In the uproar over this gaffe, nobody in the media will point out the other fallacies involved in Biden’s rhetoric. Why is being “smart” considered synonymous with “getting good grades in school”? Despite my prominence as a high-IQ kid who nearly flunked out, no Ph.D. researcher has ever consulted me to investigate why my intellectual potential was not manifested as outstanding scholastic achievement.

“Gee, Stacy, why did you hate school so much?”

Because school hated me, that’s why.

The Public Education Bureaucracy does not exist for the benefit of students, but rather for the benefit of the bureaucrats who operate it.

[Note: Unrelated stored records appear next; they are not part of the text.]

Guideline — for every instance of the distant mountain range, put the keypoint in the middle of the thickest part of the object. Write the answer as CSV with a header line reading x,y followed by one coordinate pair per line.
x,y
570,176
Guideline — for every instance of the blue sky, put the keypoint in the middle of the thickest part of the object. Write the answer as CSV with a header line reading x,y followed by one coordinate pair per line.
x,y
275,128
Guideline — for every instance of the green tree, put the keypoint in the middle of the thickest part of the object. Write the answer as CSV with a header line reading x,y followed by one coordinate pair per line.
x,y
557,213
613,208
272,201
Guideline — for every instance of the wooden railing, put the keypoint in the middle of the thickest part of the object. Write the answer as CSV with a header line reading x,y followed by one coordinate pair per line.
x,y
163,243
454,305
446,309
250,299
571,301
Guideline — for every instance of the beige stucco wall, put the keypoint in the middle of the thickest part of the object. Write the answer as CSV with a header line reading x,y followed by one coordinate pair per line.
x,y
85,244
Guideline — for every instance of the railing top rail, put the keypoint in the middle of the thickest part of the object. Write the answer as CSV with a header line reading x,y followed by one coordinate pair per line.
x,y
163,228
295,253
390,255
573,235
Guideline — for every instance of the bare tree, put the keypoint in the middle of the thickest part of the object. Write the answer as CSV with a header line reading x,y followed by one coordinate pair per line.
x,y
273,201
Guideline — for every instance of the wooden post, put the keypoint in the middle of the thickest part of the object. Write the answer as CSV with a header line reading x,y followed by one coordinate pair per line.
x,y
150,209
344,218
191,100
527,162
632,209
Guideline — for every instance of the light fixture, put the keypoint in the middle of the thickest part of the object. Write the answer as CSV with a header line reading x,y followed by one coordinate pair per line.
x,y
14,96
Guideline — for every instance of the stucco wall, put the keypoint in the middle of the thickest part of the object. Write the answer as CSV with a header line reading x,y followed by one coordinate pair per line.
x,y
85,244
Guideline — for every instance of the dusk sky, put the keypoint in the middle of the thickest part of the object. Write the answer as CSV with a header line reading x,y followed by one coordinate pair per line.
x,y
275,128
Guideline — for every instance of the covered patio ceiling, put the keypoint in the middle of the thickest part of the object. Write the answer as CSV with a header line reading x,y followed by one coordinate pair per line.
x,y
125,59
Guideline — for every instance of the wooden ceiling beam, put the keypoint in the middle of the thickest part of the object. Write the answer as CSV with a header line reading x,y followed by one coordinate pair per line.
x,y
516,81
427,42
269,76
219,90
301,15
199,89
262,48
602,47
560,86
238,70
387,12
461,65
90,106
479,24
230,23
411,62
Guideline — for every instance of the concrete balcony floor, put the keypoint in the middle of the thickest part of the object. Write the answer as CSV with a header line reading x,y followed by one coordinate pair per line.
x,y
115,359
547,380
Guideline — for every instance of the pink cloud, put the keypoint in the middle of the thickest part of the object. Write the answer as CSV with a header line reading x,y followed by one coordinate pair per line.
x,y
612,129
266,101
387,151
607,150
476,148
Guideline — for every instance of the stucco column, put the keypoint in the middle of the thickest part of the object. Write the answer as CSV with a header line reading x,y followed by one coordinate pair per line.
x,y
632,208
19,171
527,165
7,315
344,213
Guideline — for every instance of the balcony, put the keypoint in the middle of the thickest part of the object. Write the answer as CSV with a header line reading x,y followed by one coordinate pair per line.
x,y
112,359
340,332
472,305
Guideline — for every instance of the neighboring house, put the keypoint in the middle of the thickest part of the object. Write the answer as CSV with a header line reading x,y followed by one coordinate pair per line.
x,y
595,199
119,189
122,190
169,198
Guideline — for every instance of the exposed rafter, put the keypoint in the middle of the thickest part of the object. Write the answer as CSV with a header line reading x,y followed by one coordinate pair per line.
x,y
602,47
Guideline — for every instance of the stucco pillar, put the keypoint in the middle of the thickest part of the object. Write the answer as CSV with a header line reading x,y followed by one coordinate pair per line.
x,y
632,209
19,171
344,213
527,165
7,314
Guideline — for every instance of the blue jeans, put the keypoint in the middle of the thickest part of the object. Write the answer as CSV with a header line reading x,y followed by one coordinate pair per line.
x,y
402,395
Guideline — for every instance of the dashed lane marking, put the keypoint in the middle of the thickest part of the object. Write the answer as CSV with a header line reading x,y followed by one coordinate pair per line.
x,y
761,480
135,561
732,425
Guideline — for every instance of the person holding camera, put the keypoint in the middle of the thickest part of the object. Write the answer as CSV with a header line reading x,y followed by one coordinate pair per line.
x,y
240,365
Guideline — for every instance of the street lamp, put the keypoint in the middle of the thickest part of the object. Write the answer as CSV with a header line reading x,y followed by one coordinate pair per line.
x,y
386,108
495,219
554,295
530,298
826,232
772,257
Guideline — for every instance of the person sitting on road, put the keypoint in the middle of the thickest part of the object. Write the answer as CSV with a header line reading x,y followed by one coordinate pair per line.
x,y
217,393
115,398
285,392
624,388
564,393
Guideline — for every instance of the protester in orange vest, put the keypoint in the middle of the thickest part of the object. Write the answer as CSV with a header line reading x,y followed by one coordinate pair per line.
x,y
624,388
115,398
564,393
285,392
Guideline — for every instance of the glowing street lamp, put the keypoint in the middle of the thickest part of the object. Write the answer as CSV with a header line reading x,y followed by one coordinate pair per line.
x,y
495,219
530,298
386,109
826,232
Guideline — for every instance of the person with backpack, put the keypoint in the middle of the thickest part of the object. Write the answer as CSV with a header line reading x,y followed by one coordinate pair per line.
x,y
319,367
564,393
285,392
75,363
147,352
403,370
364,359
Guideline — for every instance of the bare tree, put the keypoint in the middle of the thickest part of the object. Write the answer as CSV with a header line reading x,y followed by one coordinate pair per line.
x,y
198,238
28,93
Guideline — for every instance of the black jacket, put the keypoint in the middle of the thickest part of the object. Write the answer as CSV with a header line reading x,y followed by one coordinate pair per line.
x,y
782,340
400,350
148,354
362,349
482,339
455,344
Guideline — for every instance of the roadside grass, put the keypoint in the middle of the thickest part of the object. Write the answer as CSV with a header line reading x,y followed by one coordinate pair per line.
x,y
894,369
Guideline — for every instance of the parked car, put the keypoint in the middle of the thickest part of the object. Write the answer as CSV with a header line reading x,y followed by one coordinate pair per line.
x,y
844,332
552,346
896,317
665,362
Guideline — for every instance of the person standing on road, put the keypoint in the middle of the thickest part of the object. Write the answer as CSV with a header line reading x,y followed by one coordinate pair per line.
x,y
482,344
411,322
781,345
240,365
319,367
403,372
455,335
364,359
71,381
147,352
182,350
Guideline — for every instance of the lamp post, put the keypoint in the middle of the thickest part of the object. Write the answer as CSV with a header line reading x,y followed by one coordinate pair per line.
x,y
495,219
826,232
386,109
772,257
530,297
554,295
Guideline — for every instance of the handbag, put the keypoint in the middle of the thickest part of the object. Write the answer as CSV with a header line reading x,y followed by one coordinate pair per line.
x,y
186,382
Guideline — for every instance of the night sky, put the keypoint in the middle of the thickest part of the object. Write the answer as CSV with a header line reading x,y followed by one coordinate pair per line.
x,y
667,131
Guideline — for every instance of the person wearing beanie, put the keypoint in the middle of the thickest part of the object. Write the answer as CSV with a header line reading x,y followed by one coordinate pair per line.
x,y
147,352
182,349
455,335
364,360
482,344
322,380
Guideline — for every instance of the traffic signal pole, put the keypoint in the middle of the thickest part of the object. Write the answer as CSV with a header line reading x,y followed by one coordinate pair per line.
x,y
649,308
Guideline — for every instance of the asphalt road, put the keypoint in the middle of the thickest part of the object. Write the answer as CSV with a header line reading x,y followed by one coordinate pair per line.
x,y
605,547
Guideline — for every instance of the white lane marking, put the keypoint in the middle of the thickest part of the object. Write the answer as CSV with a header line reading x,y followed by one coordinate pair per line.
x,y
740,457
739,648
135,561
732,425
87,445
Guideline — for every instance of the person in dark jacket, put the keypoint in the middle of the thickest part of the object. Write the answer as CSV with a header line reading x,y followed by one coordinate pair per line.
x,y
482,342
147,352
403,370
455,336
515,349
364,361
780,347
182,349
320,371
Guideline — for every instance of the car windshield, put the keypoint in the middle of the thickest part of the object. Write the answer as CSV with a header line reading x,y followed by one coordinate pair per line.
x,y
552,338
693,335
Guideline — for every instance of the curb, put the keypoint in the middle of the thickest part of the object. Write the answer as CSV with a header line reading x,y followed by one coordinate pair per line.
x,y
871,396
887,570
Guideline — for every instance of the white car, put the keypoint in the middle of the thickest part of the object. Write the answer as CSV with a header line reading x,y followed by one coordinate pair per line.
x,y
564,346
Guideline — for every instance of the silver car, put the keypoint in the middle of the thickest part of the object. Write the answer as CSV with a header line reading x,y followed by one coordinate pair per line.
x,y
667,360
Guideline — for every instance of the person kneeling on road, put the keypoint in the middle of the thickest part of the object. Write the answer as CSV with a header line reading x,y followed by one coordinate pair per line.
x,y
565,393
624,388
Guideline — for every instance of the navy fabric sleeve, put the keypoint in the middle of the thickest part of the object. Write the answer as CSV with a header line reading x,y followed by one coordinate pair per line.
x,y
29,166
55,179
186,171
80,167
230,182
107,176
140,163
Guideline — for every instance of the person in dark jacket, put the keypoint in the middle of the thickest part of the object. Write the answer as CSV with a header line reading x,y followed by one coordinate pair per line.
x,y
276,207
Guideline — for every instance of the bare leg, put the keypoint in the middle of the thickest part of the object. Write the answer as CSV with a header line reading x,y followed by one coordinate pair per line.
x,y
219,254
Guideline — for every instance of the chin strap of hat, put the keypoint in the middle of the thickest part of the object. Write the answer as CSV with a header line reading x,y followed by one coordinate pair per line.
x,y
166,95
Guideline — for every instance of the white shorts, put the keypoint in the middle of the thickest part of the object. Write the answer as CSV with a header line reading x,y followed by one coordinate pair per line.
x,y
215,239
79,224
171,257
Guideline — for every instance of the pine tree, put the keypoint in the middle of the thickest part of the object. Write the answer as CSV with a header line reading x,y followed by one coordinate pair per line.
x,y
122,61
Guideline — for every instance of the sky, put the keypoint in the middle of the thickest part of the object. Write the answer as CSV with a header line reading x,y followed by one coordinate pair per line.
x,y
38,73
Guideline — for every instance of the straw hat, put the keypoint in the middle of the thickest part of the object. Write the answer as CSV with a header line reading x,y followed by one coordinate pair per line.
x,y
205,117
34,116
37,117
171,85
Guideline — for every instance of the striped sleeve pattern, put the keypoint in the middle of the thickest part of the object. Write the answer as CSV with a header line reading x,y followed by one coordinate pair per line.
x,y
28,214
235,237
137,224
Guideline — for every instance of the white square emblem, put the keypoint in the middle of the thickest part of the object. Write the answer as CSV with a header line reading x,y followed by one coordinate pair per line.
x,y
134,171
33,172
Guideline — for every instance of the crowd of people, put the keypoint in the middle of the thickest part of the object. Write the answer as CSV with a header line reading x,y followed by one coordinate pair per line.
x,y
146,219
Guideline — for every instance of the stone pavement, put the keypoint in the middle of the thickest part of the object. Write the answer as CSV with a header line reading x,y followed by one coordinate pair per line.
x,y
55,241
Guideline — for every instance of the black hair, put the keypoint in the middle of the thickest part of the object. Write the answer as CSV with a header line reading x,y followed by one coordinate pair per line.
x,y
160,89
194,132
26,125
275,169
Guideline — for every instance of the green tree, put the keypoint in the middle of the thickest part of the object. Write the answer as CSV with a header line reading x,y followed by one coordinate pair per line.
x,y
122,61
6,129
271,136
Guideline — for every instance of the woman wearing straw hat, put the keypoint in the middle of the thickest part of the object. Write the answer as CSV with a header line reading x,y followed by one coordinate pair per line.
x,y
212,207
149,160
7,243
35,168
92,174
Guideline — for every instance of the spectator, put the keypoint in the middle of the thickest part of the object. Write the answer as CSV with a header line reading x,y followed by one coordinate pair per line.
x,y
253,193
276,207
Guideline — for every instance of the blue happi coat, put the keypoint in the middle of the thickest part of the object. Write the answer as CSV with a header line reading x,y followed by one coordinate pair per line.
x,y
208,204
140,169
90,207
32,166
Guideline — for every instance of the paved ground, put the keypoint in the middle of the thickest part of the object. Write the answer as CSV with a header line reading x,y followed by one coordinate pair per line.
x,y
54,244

The typical teacher is a small-minded mediocrity who, when given power over a classroom of children, will use this official authority to reward some children — the unctuous teacher’s pets — and to punish any child who does not meekly comply with the bureaucratic system. Thus, from an early age, my energy and intelligence made me a target for the sadistic impulses structured into the public-education system. The authority of the bureaucrats rests upon their supposed expertise in developing children’s academic aptitude, and nobody inside the system ever questions this claim to expertise. The possibility that favoritism might cloud the judgment of teachers is not part of their calculations, yet the “good student” is always the obedient child, eager to cooperate with the system. My own teachers were shocked and embarrassed when, in fifth grade, I knocked the top off the standardized test — 99th percentile, reading at a collegiate level of comprehension — after years of being punished as a habitual discipline case. Despite being a Bad Student, I was actually one of the smartest kids in the entire state.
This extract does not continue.